Other than soil, climatic factors such as the risk of drought, climate type, and length of the growing season can be influenced by the choice of rootstocks. In the case of short growing seasons such as those found in cool climates, early fruit maturation will be favored and the use of riparia based crossings such as riparia gloire and so4 will help speed up maturation or grapes. Humidity is another factor of climatic concern and it can be dealt with as reviewed above in relations to the water retention of the soil. When a climate is especially cold and presents a high risk of exrtreme cold frost in the winter like can be found in Canada, and very high altitude vinyeards, several types of rootstocks can be used to reduce vulnerability. In very dry or hot regions, drought is a concern as the lack of water will shut down the plant and lowers ripening effectiveness. Especially efficient to deal with this issue is the 140c but not so is the so4.
Other than Phylloxera and nematodes, soils conditions and nutrition as well as climatic factors, the planting plan need also to be considered when selecting rootstock. As we have seen each cultivar behave differently in various conditions and rootstocks can help mitigate or improve the cultivar’s properties to deal with those conditions. Key will be their affinity with each other. The density of planting can be an issue and rootstock can help to create competition. Objectives such as yield requirements and quality objectives will also influence
Several factors influence the choice of rootstocks.
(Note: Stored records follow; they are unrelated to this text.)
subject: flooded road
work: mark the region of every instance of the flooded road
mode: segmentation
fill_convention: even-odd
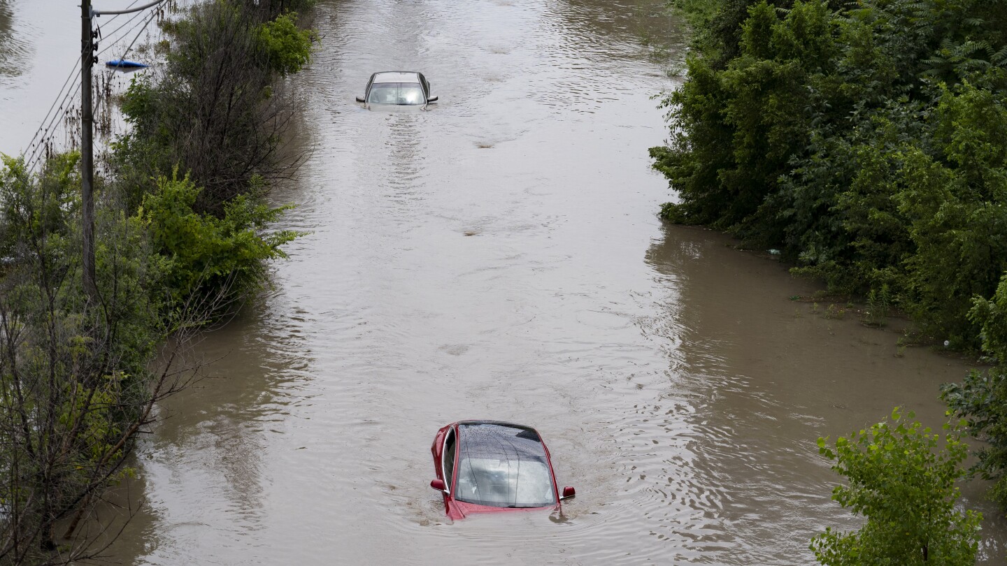
[[[938,386],[968,368],[790,301],[815,287],[656,218],[651,96],[675,53],[645,44],[680,48],[659,7],[320,2],[322,48],[292,83],[310,157],[274,194],[309,234],[161,407],[115,559],[797,565],[815,533],[856,527],[817,437],[895,405],[937,426]],[[441,102],[352,103],[393,68]],[[429,447],[459,419],[535,426],[578,496],[451,524]],[[981,493],[968,505],[996,517]],[[984,529],[981,562],[1002,562],[1007,525]]]

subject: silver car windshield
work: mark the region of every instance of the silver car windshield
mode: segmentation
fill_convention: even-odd
[[[546,451],[535,431],[488,423],[459,428],[456,500],[507,508],[556,504]]]
[[[371,86],[368,102],[412,106],[425,104],[427,100],[417,83],[376,83]]]

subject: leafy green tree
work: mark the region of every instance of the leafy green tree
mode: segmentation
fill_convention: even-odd
[[[194,209],[199,191],[188,177],[159,177],[135,217],[150,237],[152,253],[164,261],[164,283],[173,300],[222,289],[241,296],[259,288],[265,262],[285,258],[281,247],[298,236],[265,232],[289,206],[272,207],[255,194],[240,194],[219,219]]]
[[[891,413],[869,429],[836,439],[834,447],[819,438],[820,453],[847,478],[832,499],[866,518],[858,531],[829,528],[812,540],[811,549],[828,566],[942,564],[972,566],[979,548],[982,515],[956,509],[956,481],[968,448],[961,425],[948,423],[940,433],[915,420],[912,412]]]
[[[270,66],[283,77],[299,72],[308,63],[311,47],[318,39],[314,30],[297,27],[294,12],[260,24],[258,35]]]

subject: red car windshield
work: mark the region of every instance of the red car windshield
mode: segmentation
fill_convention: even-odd
[[[534,430],[493,423],[458,429],[455,500],[503,508],[556,504],[546,449]]]

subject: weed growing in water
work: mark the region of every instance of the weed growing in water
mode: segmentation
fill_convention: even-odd
[[[881,285],[880,291],[871,289],[867,295],[867,312],[861,322],[868,326],[884,326],[888,317],[888,306],[891,304],[888,285]]]

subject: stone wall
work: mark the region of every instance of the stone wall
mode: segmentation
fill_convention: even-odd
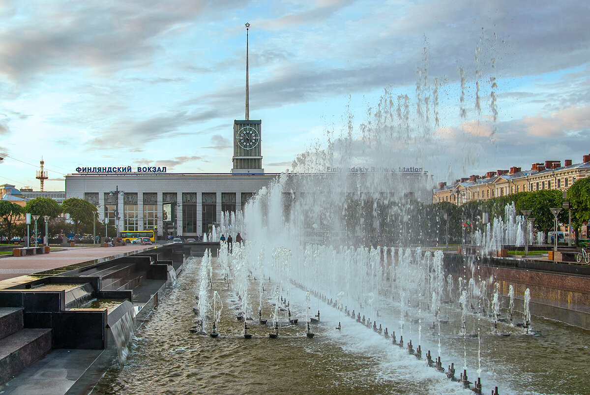
[[[523,309],[525,291],[529,288],[531,314],[590,329],[590,276],[586,274],[589,267],[457,254],[446,254],[444,263],[455,280],[463,277],[468,280],[473,270],[476,279],[490,280],[490,292],[498,282],[504,298],[512,285],[519,311]]]

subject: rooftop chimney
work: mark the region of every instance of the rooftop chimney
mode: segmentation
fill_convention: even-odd
[[[520,171],[520,168],[519,167],[511,167],[510,168],[510,174],[514,174]]]

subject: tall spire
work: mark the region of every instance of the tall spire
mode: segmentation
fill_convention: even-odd
[[[45,162],[43,161],[43,157],[41,157],[41,170],[37,170],[37,177],[35,177],[40,181],[41,181],[41,191],[43,192],[43,181],[47,179],[49,177],[47,177],[47,171],[43,169],[43,165],[45,164]]]
[[[250,105],[248,102],[250,92],[248,87],[248,30],[250,27],[249,23],[246,24],[246,120],[250,119]]]

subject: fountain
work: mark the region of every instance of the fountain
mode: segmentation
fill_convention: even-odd
[[[207,293],[202,292],[204,272],[207,273],[205,290],[210,292],[207,286],[211,283],[218,286],[215,290],[230,306],[226,311],[237,312],[238,317],[239,321],[230,314],[225,321],[221,319],[222,327],[217,328],[222,328],[222,341],[252,335],[248,331],[256,338],[240,340],[240,344],[228,343],[237,351],[225,357],[235,361],[232,366],[238,367],[234,373],[240,377],[235,387],[229,388],[224,386],[227,383],[220,383],[218,367],[214,372],[208,370],[207,361],[213,365],[222,363],[221,352],[205,342],[211,341],[208,337],[196,339],[192,337],[197,344],[187,348],[198,346],[198,356],[203,358],[199,365],[203,379],[199,376],[199,380],[209,386],[208,389],[258,391],[256,386],[268,380],[268,371],[248,358],[272,355],[267,360],[280,365],[287,377],[281,378],[281,386],[301,388],[302,392],[327,388],[326,383],[343,386],[345,382],[357,385],[357,381],[364,384],[351,390],[367,392],[371,389],[387,393],[392,389],[398,392],[405,389],[411,392],[416,391],[418,380],[425,386],[424,393],[457,393],[462,390],[461,386],[476,393],[481,393],[484,387],[496,386],[502,393],[545,390],[546,381],[536,384],[529,380],[527,389],[523,390],[522,383],[512,378],[518,368],[514,360],[526,358],[529,363],[533,359],[530,354],[535,352],[534,344],[514,350],[500,342],[506,341],[503,337],[489,336],[498,332],[499,328],[512,333],[522,329],[504,329],[509,325],[499,319],[500,295],[489,293],[490,279],[474,274],[477,262],[466,261],[464,272],[457,279],[455,287],[455,280],[445,273],[443,253],[434,249],[442,240],[437,239],[441,232],[435,226],[440,213],[428,204],[431,202],[433,183],[428,171],[442,168],[446,171],[454,165],[445,161],[455,158],[441,155],[444,150],[432,132],[439,126],[439,83],[428,78],[427,68],[425,65],[419,69],[414,102],[408,96],[386,89],[379,102],[368,109],[362,130],[354,130],[351,114],[346,130],[340,134],[331,130],[325,149],[310,149],[299,155],[292,171],[282,174],[244,206],[243,216],[239,213],[235,216],[239,218],[234,220],[232,214],[224,214],[222,227],[213,233],[240,231],[247,241],[243,246],[234,243],[233,250],[227,252],[222,243],[218,261],[213,263],[212,275],[207,266],[209,261],[202,260],[199,324],[202,329],[206,326],[209,311]],[[465,90],[464,76],[462,79],[461,89]],[[489,88],[491,97],[491,84]],[[478,96],[478,100],[481,99]],[[466,109],[464,105],[462,110]],[[506,218],[493,219],[475,236],[486,249],[498,249],[509,241],[518,244],[524,233],[529,231],[523,227],[525,223],[516,215],[513,207],[507,208],[505,214]],[[224,283],[227,289],[218,288],[220,282],[209,282],[216,275],[227,278]],[[265,287],[274,292],[274,297],[265,295]],[[261,325],[248,326],[251,295],[257,292]],[[351,312],[350,315],[342,314],[343,305],[346,306],[345,312]],[[524,321],[528,328],[530,318],[526,306]],[[273,331],[268,333],[268,327],[261,325],[266,323],[266,320],[263,322],[263,312],[273,308]],[[293,324],[291,312],[304,316],[305,325],[289,325]],[[491,312],[492,316],[486,312]],[[423,322],[428,323],[428,327]],[[434,322],[431,330],[428,329],[431,322]],[[340,330],[335,331],[335,327]],[[392,328],[391,341],[387,338],[388,328]],[[278,338],[280,329],[280,341],[268,339]],[[527,341],[536,339],[529,337]],[[482,350],[488,345],[490,349]],[[178,348],[176,344],[171,347]],[[329,355],[323,350],[329,350],[325,351]],[[426,360],[421,359],[423,350],[428,350]],[[435,350],[438,355],[433,358],[431,350]],[[482,357],[489,355],[490,350],[502,350],[493,351],[493,362]],[[521,359],[514,360],[515,354]],[[189,357],[194,358],[195,355],[183,360],[191,360]],[[326,373],[325,382],[314,382],[312,388],[299,377],[303,374],[297,366],[301,362],[293,365],[291,360],[297,359],[294,355],[310,358],[314,369],[322,371],[329,365],[342,367],[343,371],[346,367],[346,372],[352,373],[346,373],[345,378]],[[141,358],[139,355],[136,357]],[[337,363],[332,363],[332,358]],[[449,364],[448,370],[443,367],[443,360]],[[455,362],[463,365],[459,378],[455,377]],[[359,370],[367,377],[357,374]],[[264,376],[260,376],[263,371]],[[415,374],[417,371],[419,374]],[[473,381],[468,379],[468,373]],[[382,385],[375,384],[379,381],[375,378],[383,376],[387,377],[382,380],[385,384],[373,390],[374,386]],[[251,377],[255,378],[248,381]],[[207,383],[208,378],[217,384]],[[284,380],[297,385],[287,385]],[[254,381],[257,384],[253,384]],[[562,384],[550,386],[550,390],[556,391],[559,385]],[[276,387],[273,384],[264,389],[259,391],[272,392]]]

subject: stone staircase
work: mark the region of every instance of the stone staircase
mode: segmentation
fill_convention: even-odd
[[[22,309],[0,308],[0,384],[51,349],[51,329],[23,328]]]

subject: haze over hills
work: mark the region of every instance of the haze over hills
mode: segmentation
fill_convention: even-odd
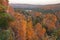
[[[49,5],[32,5],[32,4],[10,4],[13,8],[28,8],[28,9],[58,9],[60,10],[60,3],[58,4],[49,4]]]

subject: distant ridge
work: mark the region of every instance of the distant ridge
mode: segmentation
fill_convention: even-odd
[[[60,3],[49,5],[33,5],[33,4],[10,4],[13,8],[42,8],[42,9],[60,9]]]

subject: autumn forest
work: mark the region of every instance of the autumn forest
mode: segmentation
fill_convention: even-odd
[[[8,2],[0,0],[0,40],[60,40],[60,9],[19,9]]]

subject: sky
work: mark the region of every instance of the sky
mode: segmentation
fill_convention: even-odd
[[[60,0],[9,0],[9,3],[46,5],[60,3]]]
Key among them are Phylloxera and nematodes, soil composition and nutrients, climatic factors such as risk of drought and length of growing season. Rootstock also influence the way the vine behave through the growing cycle. A regions regulations can dictate the use of specific rootstock. What is key is that the rootstock be selected in a way that it will be compatible with the cultivar chosen for the specific site so that objectives such as quality, yield, and economical health be achieved. However, not all rootstocks are created equal and each have their pros and their cons.